As he stepped out from between the houses the cold wind whipped against him. April had given up on raking and sat on the front stoop holding her phone. He worried she might have already heard about her dad through social media, but when she looked up her eyes were dry. He gave her a wave, and her face pulled into a grimace. The kid was smart and knew something was off. But Lynn was probably right—it was best for her to get this news from her mom.
Or was he just being a coward?
CHAPTER SIX
Conner Bowen couldn’t stop looking at the photo April had sent him. It showed her wearing the Northwestern hoodie he’d bought her, and her hair was messy and her smile was a little crooked. She had a million different smiles, and he wanted to spend the rest of his life getting to know every one of them. God, he missed her. If she transferred to Northwestern everything would be perfect. She would so love the total spectacle around the football games. Conner even went to them, though he had no idea what was going on. Football was his dad’s obsession, and at home Conner stayed as far away from it as he did from the old man himself.
He stuck the phone back in his pocket and stretched out on his bed with his laptop on his stomach. One of his courses, The Journalism of Empathy, was taking up a lot of his time, but he loved it. They were writing nonfiction narratives about marginalized people. He’d barely known what that meant when he started the semester, and now he was writing stories about these interesting communities. He was constantly blown away by how poorly his white-bread suburban upbringing had prepared him for this. Professor K told them to imagine the ideal reader as they wrote. Conner imagined himself a year ago. The only child of a perfect suburban family attending one of the best public high schools in the state, with an acceptance letter from Northwestern tacked to his bulletin board. Completely ignorant of things outside his easy, sheltered existence.
Some of that was a lie, of course. His family only looked perfect from the outside. In reality his dad was an asshole and his parents didn’t talk to each other. But Conner didn’t write to the real him. He wrote to the other guy; the one other people saw.
His cell phone vibrated. A text from April. Conner!
He smiled. She liked to grab his attention then send a fast string of short texts. People he’d met at school didn’t think their long-distance romance would survive, but they didn’t know April—or him, really. They were perfectly and exactly right for each other.
The little bubble popped up with the dots. She was texting him right now. He felt the connection opening between them as a bloom of heat in his heart.
* * *
Lynn stood in the kitchen, arms wrapped tight around herself, eyes tearing. Henry was the only good man she’d ever loved. She’d tried to love other men since their divorce, but none of them was as good as Henry. He was the one who’d gotten away even though she knew that was all her fault; she’d pushed him away, then got so angry with herself for doing it she pushed even harder to prove she’d been right.

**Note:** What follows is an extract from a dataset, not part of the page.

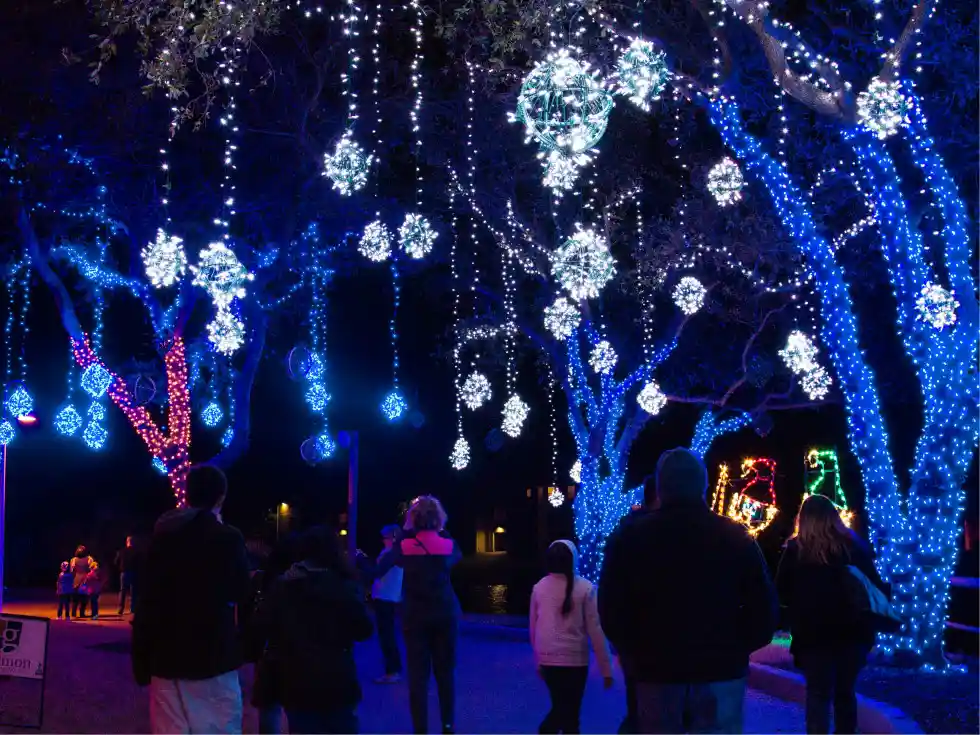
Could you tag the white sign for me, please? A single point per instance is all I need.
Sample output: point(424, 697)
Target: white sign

She wiped her eyes, then walked through the house and cracked open the front door. April sat on the front stoop staring at her phone. The girl had so many friends she was always texting. And why shouldn’t she? Lynn had had a lot of friends when she was younger, too. Back before everyone got married or obsessed with their careers or moved away. She had friends now, but they were mostly men she met at the club. And they didn’t text. Which was a blessing really. Who wants to be bothered every minute?
She pushed the storm door open, wincing at the long squeak. Now Henry wasn’t going to be around to fix such things. Who would do it? April’s boyfriend was useless. The least manly man Lynn had ever met.
“Honey?”
April pulled her eyes from her phone and turned. “Yeah?”
“Come inside for a minute. I need to tell you something.” Lynn pushed the door farther open.
“I just need to finish this text to Conner, okay?”
“But just that one, okay?” April’s texting sessions could go on forever.
Lynn waited with the door open, the breeze catching it and almost pulling it out of her hand. A rattling swirl of leaves jumped the stoop, and Lynn kicked at them, the cold wind that carried them slapping against her face.